DAD’s goal-driven approach enables DAD to avoid being prescriptive and thereby be more flexible and easier to scale than other agile methods. For example, where Scrum prescribes a value-driven Product Backlog approach to managing requirements DAD instead says that during construction you have the goal of addressing changing stakeholder needs. DAD then indicates that there are several issues surrounding that goal that you need to consider, and there are several techniques/practices that you should consider adopting to do so. DAD goes further and describes the advantages and disadvantages of each technique and in what situations it is best suited for. Yes, Scrum’s Product Backlog approach is one way to address changing stakeholder needs but it isn’t the only option nor is it the best option in most situations.
In the first DAD book we described goals in a non-visual manner using tables which explored the advantages and disadvantages of the techniques associated with an issue. In the second half of 2012 we began expanding on this approach and developed a way to represent goals in a visual manner using what we call a goals diagram (see Disciplined Agilists Take a Goal-Driven Approach for a detailed discussion of the notation).

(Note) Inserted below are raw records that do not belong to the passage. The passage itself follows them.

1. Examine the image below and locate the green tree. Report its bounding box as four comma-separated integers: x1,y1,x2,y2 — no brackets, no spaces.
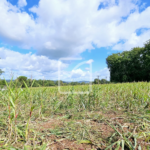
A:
106,40,150,82
93,79,101,84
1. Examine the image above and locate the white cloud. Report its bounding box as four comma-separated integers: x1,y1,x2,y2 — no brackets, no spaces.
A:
0,0,150,59
71,68,90,79
86,59,94,64
0,48,68,80
93,68,110,80
18,0,27,8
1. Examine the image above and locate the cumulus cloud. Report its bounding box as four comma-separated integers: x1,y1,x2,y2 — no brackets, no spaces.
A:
0,0,150,59
0,48,68,79
93,68,110,80
86,59,94,64
71,68,90,79
18,0,27,8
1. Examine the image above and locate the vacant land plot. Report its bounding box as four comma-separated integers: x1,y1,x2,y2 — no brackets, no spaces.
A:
0,82,150,150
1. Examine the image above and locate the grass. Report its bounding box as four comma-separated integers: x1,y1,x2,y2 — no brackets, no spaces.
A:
0,82,150,150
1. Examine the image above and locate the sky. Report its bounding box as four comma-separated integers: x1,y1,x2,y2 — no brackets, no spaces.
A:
0,0,150,81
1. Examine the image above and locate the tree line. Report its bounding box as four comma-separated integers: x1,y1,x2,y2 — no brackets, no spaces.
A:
106,40,150,82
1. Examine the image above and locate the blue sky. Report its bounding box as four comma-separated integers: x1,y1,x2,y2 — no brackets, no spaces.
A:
0,0,150,81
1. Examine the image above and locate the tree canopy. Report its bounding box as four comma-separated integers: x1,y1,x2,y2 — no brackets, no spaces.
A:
106,40,150,82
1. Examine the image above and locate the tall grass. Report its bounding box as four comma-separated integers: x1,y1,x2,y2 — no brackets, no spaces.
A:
0,82,150,149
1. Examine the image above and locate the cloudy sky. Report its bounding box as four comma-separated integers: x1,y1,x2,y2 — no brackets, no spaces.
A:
0,0,150,81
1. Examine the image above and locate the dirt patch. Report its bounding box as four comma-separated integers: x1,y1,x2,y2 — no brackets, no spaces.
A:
48,139,96,150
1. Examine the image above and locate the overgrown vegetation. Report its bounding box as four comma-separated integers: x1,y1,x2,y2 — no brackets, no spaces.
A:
0,82,150,150
106,40,150,82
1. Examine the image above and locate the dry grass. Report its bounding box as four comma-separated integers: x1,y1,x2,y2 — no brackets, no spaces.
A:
0,82,150,150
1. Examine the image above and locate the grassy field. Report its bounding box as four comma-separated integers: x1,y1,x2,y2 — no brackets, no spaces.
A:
0,82,150,150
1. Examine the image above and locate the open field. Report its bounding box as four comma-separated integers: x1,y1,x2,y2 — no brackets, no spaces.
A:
0,82,150,150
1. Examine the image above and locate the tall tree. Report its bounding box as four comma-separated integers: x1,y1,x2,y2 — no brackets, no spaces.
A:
106,40,150,82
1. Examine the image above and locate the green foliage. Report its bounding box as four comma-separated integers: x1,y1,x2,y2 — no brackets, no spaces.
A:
106,40,150,82
0,80,150,150
0,58,4,75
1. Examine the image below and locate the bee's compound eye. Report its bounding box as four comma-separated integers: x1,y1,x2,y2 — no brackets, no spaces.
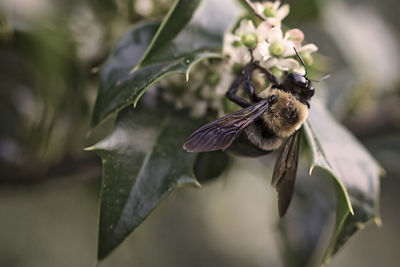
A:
267,95,278,105
290,72,307,86
307,86,315,98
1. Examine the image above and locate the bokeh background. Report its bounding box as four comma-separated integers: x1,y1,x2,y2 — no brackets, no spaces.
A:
0,0,400,267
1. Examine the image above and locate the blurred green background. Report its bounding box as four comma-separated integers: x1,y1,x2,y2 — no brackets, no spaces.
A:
0,0,400,267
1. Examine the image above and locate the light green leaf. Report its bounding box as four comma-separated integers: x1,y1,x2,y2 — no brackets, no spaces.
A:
90,101,198,259
91,0,240,127
304,100,380,264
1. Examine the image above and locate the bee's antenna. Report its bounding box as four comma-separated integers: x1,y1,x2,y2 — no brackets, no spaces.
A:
293,46,307,77
310,74,331,83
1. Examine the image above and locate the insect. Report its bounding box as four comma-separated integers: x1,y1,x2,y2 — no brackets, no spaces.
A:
183,48,315,217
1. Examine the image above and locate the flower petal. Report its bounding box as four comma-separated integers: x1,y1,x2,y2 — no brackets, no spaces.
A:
299,43,318,53
256,21,271,42
275,58,300,70
267,27,283,44
276,4,290,20
260,57,279,69
284,29,304,48
253,41,271,61
282,41,296,57
235,19,256,36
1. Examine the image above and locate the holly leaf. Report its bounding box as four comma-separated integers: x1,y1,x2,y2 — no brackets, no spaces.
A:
91,0,240,127
304,101,381,264
89,99,199,260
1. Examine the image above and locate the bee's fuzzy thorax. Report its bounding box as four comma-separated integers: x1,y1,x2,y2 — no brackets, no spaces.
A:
259,89,308,137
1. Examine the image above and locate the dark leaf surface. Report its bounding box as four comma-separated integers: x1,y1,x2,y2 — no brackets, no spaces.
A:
304,100,381,263
91,0,240,127
91,101,198,259
193,151,229,184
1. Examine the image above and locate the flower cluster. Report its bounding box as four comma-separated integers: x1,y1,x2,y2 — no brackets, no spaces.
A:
163,1,318,117
223,1,317,73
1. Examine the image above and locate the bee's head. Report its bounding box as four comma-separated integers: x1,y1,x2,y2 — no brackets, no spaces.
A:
283,47,315,107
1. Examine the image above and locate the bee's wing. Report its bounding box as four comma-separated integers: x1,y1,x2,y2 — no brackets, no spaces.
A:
183,100,269,152
272,131,300,217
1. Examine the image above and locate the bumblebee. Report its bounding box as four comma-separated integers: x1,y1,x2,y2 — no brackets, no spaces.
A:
183,49,315,217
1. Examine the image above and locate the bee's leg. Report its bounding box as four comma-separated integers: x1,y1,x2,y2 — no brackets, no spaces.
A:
244,80,261,103
226,63,254,108
254,63,283,88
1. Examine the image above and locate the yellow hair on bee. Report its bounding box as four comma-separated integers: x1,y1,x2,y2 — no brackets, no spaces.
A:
258,89,308,137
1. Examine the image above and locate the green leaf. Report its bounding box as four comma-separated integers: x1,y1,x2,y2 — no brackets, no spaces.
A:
304,100,381,264
278,172,335,266
91,0,240,127
90,101,198,259
193,150,229,184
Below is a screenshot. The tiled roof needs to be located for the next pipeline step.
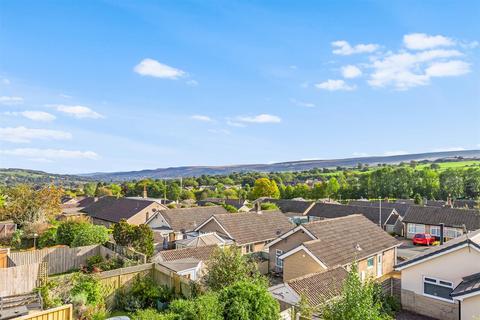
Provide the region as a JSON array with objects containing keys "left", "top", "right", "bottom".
[
  {"left": 403, "top": 206, "right": 480, "bottom": 231},
  {"left": 210, "top": 211, "right": 293, "bottom": 245},
  {"left": 450, "top": 273, "right": 480, "bottom": 297},
  {"left": 303, "top": 215, "right": 400, "bottom": 268},
  {"left": 287, "top": 267, "right": 348, "bottom": 306},
  {"left": 395, "top": 230, "right": 480, "bottom": 268},
  {"left": 307, "top": 203, "right": 393, "bottom": 225},
  {"left": 82, "top": 197, "right": 155, "bottom": 222},
  {"left": 152, "top": 245, "right": 218, "bottom": 261},
  {"left": 159, "top": 206, "right": 227, "bottom": 232}
]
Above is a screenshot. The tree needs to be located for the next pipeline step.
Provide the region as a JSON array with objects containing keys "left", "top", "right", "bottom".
[
  {"left": 322, "top": 265, "right": 391, "bottom": 320},
  {"left": 0, "top": 184, "right": 62, "bottom": 226},
  {"left": 251, "top": 178, "right": 280, "bottom": 199},
  {"left": 219, "top": 280, "right": 280, "bottom": 320},
  {"left": 205, "top": 247, "right": 258, "bottom": 291}
]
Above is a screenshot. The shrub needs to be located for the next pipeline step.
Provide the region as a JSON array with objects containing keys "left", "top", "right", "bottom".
[
  {"left": 117, "top": 275, "right": 173, "bottom": 311},
  {"left": 38, "top": 228, "right": 57, "bottom": 249},
  {"left": 70, "top": 224, "right": 108, "bottom": 247},
  {"left": 70, "top": 273, "right": 104, "bottom": 305}
]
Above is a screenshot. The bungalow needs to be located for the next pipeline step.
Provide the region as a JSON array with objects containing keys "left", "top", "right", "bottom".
[
  {"left": 268, "top": 215, "right": 401, "bottom": 281},
  {"left": 82, "top": 197, "right": 166, "bottom": 227},
  {"left": 195, "top": 211, "right": 293, "bottom": 254},
  {"left": 403, "top": 206, "right": 480, "bottom": 240},
  {"left": 306, "top": 202, "right": 401, "bottom": 232},
  {"left": 395, "top": 230, "right": 480, "bottom": 320},
  {"left": 146, "top": 206, "right": 227, "bottom": 247},
  {"left": 152, "top": 244, "right": 218, "bottom": 280},
  {"left": 268, "top": 267, "right": 348, "bottom": 319}
]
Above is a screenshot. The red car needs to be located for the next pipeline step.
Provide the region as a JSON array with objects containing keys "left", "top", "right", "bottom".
[{"left": 412, "top": 233, "right": 435, "bottom": 246}]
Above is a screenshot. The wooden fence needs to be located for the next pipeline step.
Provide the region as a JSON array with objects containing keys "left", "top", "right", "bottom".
[
  {"left": 0, "top": 263, "right": 41, "bottom": 297},
  {"left": 15, "top": 304, "right": 73, "bottom": 320},
  {"left": 8, "top": 245, "right": 100, "bottom": 275}
]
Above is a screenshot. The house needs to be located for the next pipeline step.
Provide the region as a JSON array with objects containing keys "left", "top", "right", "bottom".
[
  {"left": 146, "top": 206, "right": 227, "bottom": 247},
  {"left": 175, "top": 232, "right": 232, "bottom": 249},
  {"left": 403, "top": 206, "right": 480, "bottom": 240},
  {"left": 195, "top": 211, "right": 292, "bottom": 254},
  {"left": 152, "top": 244, "right": 218, "bottom": 280},
  {"left": 395, "top": 230, "right": 480, "bottom": 320},
  {"left": 82, "top": 197, "right": 166, "bottom": 227},
  {"left": 306, "top": 202, "right": 402, "bottom": 232},
  {"left": 268, "top": 267, "right": 348, "bottom": 319},
  {"left": 268, "top": 214, "right": 401, "bottom": 281}
]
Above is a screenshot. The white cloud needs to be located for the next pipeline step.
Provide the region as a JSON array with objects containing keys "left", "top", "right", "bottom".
[
  {"left": 191, "top": 114, "right": 213, "bottom": 122},
  {"left": 332, "top": 40, "right": 379, "bottom": 56},
  {"left": 5, "top": 110, "right": 56, "bottom": 122},
  {"left": 51, "top": 104, "right": 103, "bottom": 119},
  {"left": 384, "top": 150, "right": 408, "bottom": 156},
  {"left": 342, "top": 64, "right": 362, "bottom": 79},
  {"left": 185, "top": 79, "right": 198, "bottom": 87},
  {"left": 403, "top": 33, "right": 455, "bottom": 50},
  {"left": 0, "top": 127, "right": 72, "bottom": 143},
  {"left": 0, "top": 96, "right": 23, "bottom": 105},
  {"left": 237, "top": 113, "right": 282, "bottom": 123},
  {"left": 290, "top": 99, "right": 316, "bottom": 108},
  {"left": 315, "top": 79, "right": 356, "bottom": 91},
  {"left": 0, "top": 148, "right": 98, "bottom": 162},
  {"left": 368, "top": 49, "right": 468, "bottom": 90},
  {"left": 425, "top": 60, "right": 470, "bottom": 77},
  {"left": 133, "top": 58, "right": 187, "bottom": 79}
]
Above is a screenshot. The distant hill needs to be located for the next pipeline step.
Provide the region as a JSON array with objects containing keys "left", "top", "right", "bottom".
[
  {"left": 0, "top": 150, "right": 480, "bottom": 186},
  {"left": 82, "top": 150, "right": 480, "bottom": 181}
]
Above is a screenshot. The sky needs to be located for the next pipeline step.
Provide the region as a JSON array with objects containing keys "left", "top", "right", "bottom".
[{"left": 0, "top": 0, "right": 480, "bottom": 173}]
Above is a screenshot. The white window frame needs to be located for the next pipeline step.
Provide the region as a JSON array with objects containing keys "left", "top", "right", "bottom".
[
  {"left": 275, "top": 249, "right": 284, "bottom": 269},
  {"left": 422, "top": 276, "right": 455, "bottom": 303},
  {"left": 430, "top": 226, "right": 440, "bottom": 237},
  {"left": 367, "top": 256, "right": 375, "bottom": 269},
  {"left": 407, "top": 223, "right": 425, "bottom": 234}
]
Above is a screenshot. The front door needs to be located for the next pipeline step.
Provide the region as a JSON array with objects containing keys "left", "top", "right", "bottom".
[{"left": 377, "top": 254, "right": 383, "bottom": 277}]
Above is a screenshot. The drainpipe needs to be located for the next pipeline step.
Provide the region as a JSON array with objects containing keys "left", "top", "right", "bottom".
[{"left": 440, "top": 223, "right": 445, "bottom": 245}]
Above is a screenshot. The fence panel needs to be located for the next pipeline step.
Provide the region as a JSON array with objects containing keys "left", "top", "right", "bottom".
[
  {"left": 16, "top": 304, "right": 73, "bottom": 320},
  {"left": 9, "top": 245, "right": 100, "bottom": 275},
  {"left": 0, "top": 263, "right": 40, "bottom": 297}
]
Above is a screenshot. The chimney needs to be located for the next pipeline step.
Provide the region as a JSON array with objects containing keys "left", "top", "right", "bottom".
[
  {"left": 446, "top": 194, "right": 453, "bottom": 208},
  {"left": 440, "top": 223, "right": 445, "bottom": 245}
]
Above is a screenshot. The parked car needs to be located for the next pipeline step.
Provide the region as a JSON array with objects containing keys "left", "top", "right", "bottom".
[{"left": 412, "top": 233, "right": 435, "bottom": 246}]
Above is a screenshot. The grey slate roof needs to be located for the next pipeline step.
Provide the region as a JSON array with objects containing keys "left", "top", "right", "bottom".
[
  {"left": 395, "top": 230, "right": 480, "bottom": 267},
  {"left": 307, "top": 202, "right": 393, "bottom": 225},
  {"left": 82, "top": 197, "right": 155, "bottom": 222},
  {"left": 208, "top": 211, "right": 293, "bottom": 245},
  {"left": 403, "top": 206, "right": 480, "bottom": 231},
  {"left": 303, "top": 214, "right": 401, "bottom": 268},
  {"left": 159, "top": 206, "right": 227, "bottom": 232},
  {"left": 450, "top": 273, "right": 480, "bottom": 297},
  {"left": 287, "top": 267, "right": 348, "bottom": 306}
]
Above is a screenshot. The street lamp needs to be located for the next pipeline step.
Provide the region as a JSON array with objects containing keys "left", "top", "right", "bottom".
[{"left": 33, "top": 233, "right": 38, "bottom": 250}]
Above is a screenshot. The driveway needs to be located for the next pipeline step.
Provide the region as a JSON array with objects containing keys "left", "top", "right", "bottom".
[{"left": 397, "top": 238, "right": 431, "bottom": 260}]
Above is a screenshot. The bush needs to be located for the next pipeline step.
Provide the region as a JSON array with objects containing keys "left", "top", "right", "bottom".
[
  {"left": 70, "top": 224, "right": 109, "bottom": 247},
  {"left": 70, "top": 273, "right": 104, "bottom": 305},
  {"left": 38, "top": 228, "right": 57, "bottom": 249},
  {"left": 116, "top": 275, "right": 173, "bottom": 311}
]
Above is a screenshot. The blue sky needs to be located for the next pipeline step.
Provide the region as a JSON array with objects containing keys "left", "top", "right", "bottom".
[{"left": 0, "top": 0, "right": 480, "bottom": 173}]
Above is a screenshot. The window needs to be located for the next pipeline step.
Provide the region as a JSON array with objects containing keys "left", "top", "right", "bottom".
[
  {"left": 367, "top": 257, "right": 375, "bottom": 268},
  {"left": 444, "top": 228, "right": 462, "bottom": 239},
  {"left": 408, "top": 223, "right": 425, "bottom": 233},
  {"left": 275, "top": 249, "right": 283, "bottom": 269},
  {"left": 423, "top": 277, "right": 453, "bottom": 301},
  {"left": 430, "top": 226, "right": 440, "bottom": 237}
]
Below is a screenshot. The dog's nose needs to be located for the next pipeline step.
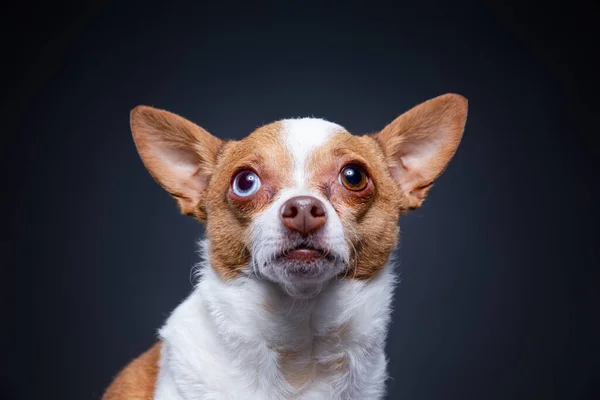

Let’s work through some examples. Figure 1 depicts the goal diagram for Explore Scope, a goal that you should address at the beginning of a project during the Inception phase (remember, DAD promotes a full delivery life cycle, not just a construction life cycle). Where some agile methods will simply advise you to populate your product backlog with some initial user stories the goal diagram makes it clear that you might want to be a bit more sophisticated in your approach. What level of detail should you capture, if any (a light specification approach of writing up some index cards and a few whiteboard sketches is just one option you should consider)? What view types should you consider (user stories are one approach to usage modeling, but shouldn’t you consider other views to explore the data or the UI)? Default techniques, or perhaps more accurately suggested starting points, are shown in bold italics. Notice how we suggest that you likely want to default to capturing usage in some way, basic domain concepts (e.g. via a high-level conceptual diagram) in some way, and non-functional requirements in some way. There are different strategies you may want to consider for going about modeling. You should also start thinking about your approach to managing your work. In DAD we make it clear that agile teams do more than just implement new requirements, hence our recommendation to default to a work item stack over Scrum’s simplistic Product Backlog strategy. Finally the goal diagram makes it clear that when you’re exploring the initial scope of your effort that you should capture non-functional requirements – such as reliability, availability, and security requirements (among many) – in some manner.
There are several fundamental advantages to taking a goal driven approach to agile solution delivery, in that it:
- Supports process tailoring by making process decisions explicit.
- Enables effective scaling by guiding you through tailoring your strategy to reflect the realities of the scaling factors which you face.
- Makes your process options very clear and thereby makes it easier to identify the appropriate strategy for the situation you find yourself in.
- Takes the guesswork out of extending agile methods and thereby enables you to focus on your actual job which is to provide value to your stakeholders.
- Makes it clear what risks you’re taking on and thus enables you to increase the likelihood of success.
- Hints at an agile maturity model (this may not be a benefit).